AXGut-on-chip: Advancing Drug Testing with a Human 3D Peristaltic Platform
Laurène Froment, Jón Pétur Jóelsson, Michael J. Parnham, Giulia Raggi, Lea De Maddalena, Nicole Albrecher, Aude Rapet, Oliver Steck, Andreas Hugi, Jennifer Kricker, Nina Hobi, Janick D. Stucki
Inflammatory bowel disease (IBD): Limited treatments options
Inflammatory bowel disease (IBD), including its two main forms Crohn’s disease (CD) and ulcerative colitis (UC), is one of the most common inflammatory conditions affecting the gastrointestinal tract. While the prevalence of this chronic and incurable intestinal disorder is increasing worldwide, the mechanisms involved are poorly understood. This knowledge gap led to the absence of cure, limiting therapeutics schemes to symptoms relief through preventive treatment.
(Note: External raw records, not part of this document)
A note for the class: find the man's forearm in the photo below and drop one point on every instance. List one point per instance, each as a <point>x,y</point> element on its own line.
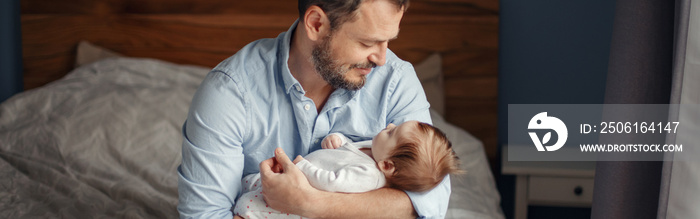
<point>380,203</point>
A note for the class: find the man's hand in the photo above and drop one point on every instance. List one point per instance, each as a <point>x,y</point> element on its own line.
<point>331,142</point>
<point>285,188</point>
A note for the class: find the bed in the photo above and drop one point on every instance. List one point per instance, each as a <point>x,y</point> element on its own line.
<point>104,141</point>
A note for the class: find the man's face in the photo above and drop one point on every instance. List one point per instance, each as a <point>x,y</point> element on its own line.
<point>345,57</point>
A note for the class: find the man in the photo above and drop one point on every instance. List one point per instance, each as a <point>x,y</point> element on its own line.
<point>331,72</point>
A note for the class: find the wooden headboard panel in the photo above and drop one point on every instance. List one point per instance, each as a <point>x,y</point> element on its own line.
<point>204,32</point>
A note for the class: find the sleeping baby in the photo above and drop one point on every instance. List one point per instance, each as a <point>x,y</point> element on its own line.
<point>413,156</point>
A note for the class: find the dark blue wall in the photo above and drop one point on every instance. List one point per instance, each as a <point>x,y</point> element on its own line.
<point>10,49</point>
<point>550,52</point>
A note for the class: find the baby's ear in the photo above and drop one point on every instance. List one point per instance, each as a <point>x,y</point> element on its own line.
<point>387,167</point>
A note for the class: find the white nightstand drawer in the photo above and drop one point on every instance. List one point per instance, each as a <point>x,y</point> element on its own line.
<point>560,191</point>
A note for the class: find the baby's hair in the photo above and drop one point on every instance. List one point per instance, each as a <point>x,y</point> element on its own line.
<point>422,160</point>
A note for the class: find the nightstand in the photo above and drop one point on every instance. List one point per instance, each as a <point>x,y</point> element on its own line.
<point>550,183</point>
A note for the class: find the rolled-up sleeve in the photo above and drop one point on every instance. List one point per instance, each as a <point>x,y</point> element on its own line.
<point>212,156</point>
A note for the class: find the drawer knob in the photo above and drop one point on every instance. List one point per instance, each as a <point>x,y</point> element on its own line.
<point>578,190</point>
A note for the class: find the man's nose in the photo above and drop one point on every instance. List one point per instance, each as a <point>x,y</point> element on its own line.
<point>379,56</point>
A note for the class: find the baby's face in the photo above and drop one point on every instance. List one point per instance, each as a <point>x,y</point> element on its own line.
<point>385,142</point>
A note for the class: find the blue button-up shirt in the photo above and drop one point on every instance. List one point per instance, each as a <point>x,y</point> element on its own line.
<point>251,104</point>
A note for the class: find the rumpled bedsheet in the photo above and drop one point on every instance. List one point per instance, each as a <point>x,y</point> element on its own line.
<point>103,142</point>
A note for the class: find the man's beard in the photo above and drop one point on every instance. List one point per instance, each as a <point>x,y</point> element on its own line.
<point>332,71</point>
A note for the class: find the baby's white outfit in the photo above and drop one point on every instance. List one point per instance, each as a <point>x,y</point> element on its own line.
<point>345,169</point>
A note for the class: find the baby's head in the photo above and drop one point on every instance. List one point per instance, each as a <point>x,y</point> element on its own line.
<point>414,156</point>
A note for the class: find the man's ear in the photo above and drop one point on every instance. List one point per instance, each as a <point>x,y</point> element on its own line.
<point>387,167</point>
<point>316,23</point>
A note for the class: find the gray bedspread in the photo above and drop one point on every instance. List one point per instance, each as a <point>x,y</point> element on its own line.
<point>104,142</point>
Recreating Gut Physiology: Modelling the Microenvironment with Peristalsis
In this work, we present the characterization of our AXGut-on-chip model, a platform that integrates the physiological 3D peristaltic movement acting throughout the digestive tract. The model was used to evaluate the safety and efficacy of candidate compounds for treating IBD. To replicate the intestinal microenvironment, we established a co-culture of epithelial cell lines expressing enterocyte- and goblet-like characteristics. These cells were exposed to cyclic mechanical stimulation following the natural daily activity patterns, active during the day and resting at night. To simulate inflammatory conditions, a pro-inflammatory cytokine cocktail was applied.
Key findings:
- Our AXGut-on-chip model shown the formation of a stable epithelial barrier, the development of a polarized brush border, the expression of key epithelial gut markers and the presence of a functional enzymatic activity.
- The integration of 3D peristalsis motion enhanced the model’s sensitivity to inflammatory stimuli, resulting in a significant barrier disruption and an increase release of pro-inflammatory cytokines.
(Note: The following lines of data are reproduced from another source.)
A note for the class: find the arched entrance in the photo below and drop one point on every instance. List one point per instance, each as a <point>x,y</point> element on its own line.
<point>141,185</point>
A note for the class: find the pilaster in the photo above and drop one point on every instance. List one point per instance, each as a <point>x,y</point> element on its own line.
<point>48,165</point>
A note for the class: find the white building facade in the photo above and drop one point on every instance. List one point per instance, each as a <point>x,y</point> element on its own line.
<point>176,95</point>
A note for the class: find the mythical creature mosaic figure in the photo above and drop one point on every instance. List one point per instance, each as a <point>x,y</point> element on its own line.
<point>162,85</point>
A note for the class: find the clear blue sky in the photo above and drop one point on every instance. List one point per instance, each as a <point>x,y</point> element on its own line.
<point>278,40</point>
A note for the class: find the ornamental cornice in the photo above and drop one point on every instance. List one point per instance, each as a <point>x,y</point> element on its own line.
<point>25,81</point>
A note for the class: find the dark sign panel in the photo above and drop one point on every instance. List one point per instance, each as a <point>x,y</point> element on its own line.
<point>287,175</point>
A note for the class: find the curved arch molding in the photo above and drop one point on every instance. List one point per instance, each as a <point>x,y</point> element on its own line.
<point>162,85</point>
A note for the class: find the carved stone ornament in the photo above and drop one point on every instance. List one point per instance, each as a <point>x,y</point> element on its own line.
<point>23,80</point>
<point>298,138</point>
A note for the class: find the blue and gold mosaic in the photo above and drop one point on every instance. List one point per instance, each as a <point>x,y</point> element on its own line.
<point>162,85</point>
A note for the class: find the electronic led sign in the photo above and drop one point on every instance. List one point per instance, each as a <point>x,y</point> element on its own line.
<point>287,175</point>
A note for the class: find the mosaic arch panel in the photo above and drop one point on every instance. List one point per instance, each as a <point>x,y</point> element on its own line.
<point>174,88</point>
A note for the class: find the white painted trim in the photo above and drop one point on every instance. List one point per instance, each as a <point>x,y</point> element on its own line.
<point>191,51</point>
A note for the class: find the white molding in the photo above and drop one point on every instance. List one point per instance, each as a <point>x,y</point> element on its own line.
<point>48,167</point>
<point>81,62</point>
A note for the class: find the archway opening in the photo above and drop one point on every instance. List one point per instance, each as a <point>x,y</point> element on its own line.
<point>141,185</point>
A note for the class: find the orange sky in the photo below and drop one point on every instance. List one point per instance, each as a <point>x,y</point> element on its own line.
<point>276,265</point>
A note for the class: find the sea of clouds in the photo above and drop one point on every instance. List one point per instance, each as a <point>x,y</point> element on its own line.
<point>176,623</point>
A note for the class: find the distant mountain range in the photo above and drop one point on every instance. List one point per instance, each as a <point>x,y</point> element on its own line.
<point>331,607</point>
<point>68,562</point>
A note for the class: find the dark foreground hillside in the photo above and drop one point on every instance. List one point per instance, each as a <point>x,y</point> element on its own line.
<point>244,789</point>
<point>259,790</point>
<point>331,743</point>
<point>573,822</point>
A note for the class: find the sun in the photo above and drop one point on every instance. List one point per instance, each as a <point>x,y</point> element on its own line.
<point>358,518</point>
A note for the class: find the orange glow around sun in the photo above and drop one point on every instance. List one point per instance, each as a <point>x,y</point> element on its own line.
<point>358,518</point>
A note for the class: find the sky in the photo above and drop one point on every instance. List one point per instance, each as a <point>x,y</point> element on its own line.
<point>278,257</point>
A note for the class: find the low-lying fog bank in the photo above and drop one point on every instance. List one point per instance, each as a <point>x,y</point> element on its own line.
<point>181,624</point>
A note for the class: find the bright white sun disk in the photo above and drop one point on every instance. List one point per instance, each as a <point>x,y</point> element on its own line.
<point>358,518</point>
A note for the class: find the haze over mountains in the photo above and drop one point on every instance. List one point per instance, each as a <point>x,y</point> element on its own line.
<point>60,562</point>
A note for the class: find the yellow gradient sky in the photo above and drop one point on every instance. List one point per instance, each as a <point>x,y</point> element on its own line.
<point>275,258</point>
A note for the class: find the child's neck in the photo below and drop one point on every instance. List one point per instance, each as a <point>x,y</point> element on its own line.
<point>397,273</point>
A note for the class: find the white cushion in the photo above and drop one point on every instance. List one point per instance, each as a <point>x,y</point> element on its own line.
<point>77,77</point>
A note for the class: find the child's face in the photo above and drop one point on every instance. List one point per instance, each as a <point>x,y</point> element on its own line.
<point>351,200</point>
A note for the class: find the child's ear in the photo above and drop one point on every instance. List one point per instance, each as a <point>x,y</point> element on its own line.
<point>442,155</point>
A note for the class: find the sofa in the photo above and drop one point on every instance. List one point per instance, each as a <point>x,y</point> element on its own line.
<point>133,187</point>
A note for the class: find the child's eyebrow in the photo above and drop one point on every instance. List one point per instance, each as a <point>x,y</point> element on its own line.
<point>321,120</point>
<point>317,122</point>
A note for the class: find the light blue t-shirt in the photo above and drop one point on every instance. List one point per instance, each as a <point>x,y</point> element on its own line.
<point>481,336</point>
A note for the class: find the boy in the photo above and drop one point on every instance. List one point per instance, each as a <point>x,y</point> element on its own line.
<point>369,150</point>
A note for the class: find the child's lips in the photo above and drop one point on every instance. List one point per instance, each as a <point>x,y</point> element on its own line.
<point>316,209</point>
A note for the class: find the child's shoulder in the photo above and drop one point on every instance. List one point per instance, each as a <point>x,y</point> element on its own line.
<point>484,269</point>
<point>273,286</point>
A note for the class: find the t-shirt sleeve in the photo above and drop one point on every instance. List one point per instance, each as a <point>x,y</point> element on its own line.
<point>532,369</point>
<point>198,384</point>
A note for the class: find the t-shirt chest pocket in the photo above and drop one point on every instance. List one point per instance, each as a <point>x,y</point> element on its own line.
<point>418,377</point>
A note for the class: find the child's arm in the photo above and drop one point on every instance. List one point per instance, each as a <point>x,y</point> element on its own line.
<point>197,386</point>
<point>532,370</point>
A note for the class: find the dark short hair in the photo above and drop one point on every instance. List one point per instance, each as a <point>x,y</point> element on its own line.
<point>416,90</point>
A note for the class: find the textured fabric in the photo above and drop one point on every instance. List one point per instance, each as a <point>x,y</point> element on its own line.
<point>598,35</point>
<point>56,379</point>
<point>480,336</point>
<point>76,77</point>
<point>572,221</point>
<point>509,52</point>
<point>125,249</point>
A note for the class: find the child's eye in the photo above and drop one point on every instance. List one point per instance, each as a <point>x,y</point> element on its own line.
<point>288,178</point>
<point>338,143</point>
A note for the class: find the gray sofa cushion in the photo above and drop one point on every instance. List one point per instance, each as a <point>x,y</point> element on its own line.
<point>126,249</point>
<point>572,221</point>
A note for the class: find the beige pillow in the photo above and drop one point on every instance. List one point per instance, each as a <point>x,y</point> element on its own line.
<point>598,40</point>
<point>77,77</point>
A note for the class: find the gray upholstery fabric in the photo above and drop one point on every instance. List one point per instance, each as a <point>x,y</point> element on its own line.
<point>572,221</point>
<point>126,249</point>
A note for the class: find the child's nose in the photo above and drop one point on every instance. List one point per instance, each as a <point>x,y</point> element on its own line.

- One of the lead candidate compounds tested to treat IBD showed a reduction in cytotoxicity and inflammatory cytokines release, while also helping to protect barrier integrity.
Conclusion
Our AXGut-on-Chip model, incorporating cyclic 3D peristalsis motion, offers a physiologically relevant platform for simulating intestinal conditions. Its high sensitivity to pro-inflammatory stimuli makes it a powerful tool for disease modelling, pharmacokinetic studies, and the assessment of drug safety and efficacy.